Da nach wie vor persönliche Vorsprachen so gering wie möglich gehalten werden sollen, bietet die Bundesagentur für Arbeit (BA) daher befristet bis zum 30. September das sogenannte „Selfie-Ident-Verfahren“ für Kundinnen und Kunden der Arbeitsagenturen an. Damit kann die notwendige Identifikation ohne persönliches Erscheinen über Handy oder Tablet erfolgen. Achtung: Für Jobcenter-Kunden ist das Verfahren bislang nicht möglich.

Alle Kundinnen und Kunden, die das Verfahren nutzen können, bekommen ein Schreiben mit einem QR-Code. Ab dem 8. Juli werden in Niedersachsen und Bremen die dazugehörigen Schreiben versandt.

Schutz der persönlichen Daten garantiert


Evelyne Beger, Vorsitzende der Geschäftsführung der Agentur für Arbeit Hildesheim, erklärt: „Dieses neue Verfahren bietet Kundinnen und Kunden die Möglichkeit, zu jeder Zeit und ohne persönliches Erscheinen in der Agentur ihre Identifizierung nachzuholen. Das spart Zeit und Wege. Der Schutz der Gesundheit und der personenbezogenen Daten hat dabei für uns absolute Priorität. In Kooperation mit unserem Partnerunternehmen garantieren wir eine sichere Verarbeitung der Personendaten.“

Wichtig! Alle, für die dieses Verfahren möglich ist, bekommen bis Ende Juli ein entsprechendes Schreiben, in dem das Selfie-Ident-Verfahren angeboten und erklärt wird. Betroffene müssen also erst aktiv werden, wenn sie angeschrieben werden.

Das Angebot, am Selfie-Ident-Verfahren teilzunehmen, ist freiwillig. Wer nicht teilnehmen möchte, erhält zu einem späteren Zeitpunkt einen Brief, um sich auf herkömmlichem Weg persönlich in der Agentur für Arbeit zu identifizieren.
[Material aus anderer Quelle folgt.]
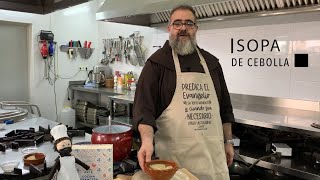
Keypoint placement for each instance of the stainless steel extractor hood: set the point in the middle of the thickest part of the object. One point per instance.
(151, 12)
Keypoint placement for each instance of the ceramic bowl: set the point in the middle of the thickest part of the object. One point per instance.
(29, 150)
(9, 166)
(34, 159)
(161, 169)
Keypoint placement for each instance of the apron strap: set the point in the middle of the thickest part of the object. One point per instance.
(177, 64)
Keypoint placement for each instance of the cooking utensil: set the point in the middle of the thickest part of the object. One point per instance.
(105, 60)
(118, 135)
(138, 52)
(9, 166)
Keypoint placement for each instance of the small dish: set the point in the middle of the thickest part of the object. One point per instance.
(9, 166)
(161, 169)
(29, 150)
(34, 159)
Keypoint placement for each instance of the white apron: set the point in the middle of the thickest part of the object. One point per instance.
(68, 169)
(190, 129)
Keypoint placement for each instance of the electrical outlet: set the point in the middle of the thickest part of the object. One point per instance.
(83, 68)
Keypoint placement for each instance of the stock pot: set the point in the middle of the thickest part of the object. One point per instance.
(118, 135)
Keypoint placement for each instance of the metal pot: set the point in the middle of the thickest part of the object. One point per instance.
(118, 135)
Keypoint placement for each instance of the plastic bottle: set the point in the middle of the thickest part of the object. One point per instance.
(68, 117)
(115, 82)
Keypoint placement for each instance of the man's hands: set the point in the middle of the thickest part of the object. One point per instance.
(229, 153)
(144, 154)
(146, 149)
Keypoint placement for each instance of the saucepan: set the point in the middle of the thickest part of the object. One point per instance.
(118, 135)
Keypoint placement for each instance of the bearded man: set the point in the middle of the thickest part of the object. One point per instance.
(182, 106)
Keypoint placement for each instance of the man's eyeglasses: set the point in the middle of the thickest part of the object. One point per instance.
(178, 24)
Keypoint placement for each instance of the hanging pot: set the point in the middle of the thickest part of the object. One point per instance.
(118, 135)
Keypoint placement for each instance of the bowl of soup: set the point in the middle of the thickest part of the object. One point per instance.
(161, 169)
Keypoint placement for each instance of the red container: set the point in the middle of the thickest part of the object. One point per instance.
(118, 135)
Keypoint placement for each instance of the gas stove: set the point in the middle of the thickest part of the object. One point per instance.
(28, 137)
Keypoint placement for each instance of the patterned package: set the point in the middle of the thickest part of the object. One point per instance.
(98, 157)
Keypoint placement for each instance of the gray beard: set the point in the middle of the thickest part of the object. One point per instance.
(183, 48)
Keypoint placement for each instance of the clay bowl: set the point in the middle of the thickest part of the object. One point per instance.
(161, 169)
(34, 159)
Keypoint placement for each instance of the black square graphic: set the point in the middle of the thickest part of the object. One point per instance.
(301, 60)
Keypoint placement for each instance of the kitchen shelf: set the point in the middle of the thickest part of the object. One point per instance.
(293, 166)
(85, 52)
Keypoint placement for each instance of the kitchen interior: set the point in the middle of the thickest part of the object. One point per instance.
(78, 63)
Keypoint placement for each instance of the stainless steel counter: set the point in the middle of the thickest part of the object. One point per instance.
(295, 166)
(46, 147)
(101, 90)
(284, 122)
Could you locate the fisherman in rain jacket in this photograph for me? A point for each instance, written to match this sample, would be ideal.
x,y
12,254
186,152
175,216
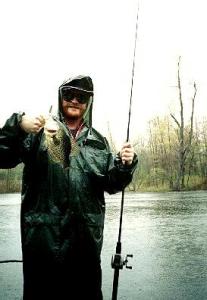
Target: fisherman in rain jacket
x,y
68,166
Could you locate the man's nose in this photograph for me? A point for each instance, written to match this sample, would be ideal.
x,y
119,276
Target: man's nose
x,y
74,100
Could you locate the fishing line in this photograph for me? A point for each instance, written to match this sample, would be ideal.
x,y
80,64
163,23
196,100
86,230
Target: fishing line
x,y
117,261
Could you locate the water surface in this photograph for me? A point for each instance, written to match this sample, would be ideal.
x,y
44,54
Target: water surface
x,y
165,232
Prozess der Online-Identifizierung


Für die Online-Identifizierung brauchen die Kundinnen und Kunden drei Dinge: erstens ein App-fähiges Gerät mit Kamera (Smartphone, Tablet), zweitens eine stabile Internetverbindung und drittens ein gültiges Ausweisdokument (Personalausweis oder Reisepass) mit holographischem Merkmal. Über einen QR-Code auf dem Kundenanschreiben oder durch Aufruf der im Schreiben benannten Internetseite erhalten sie weitere Informationen zum Verfahren.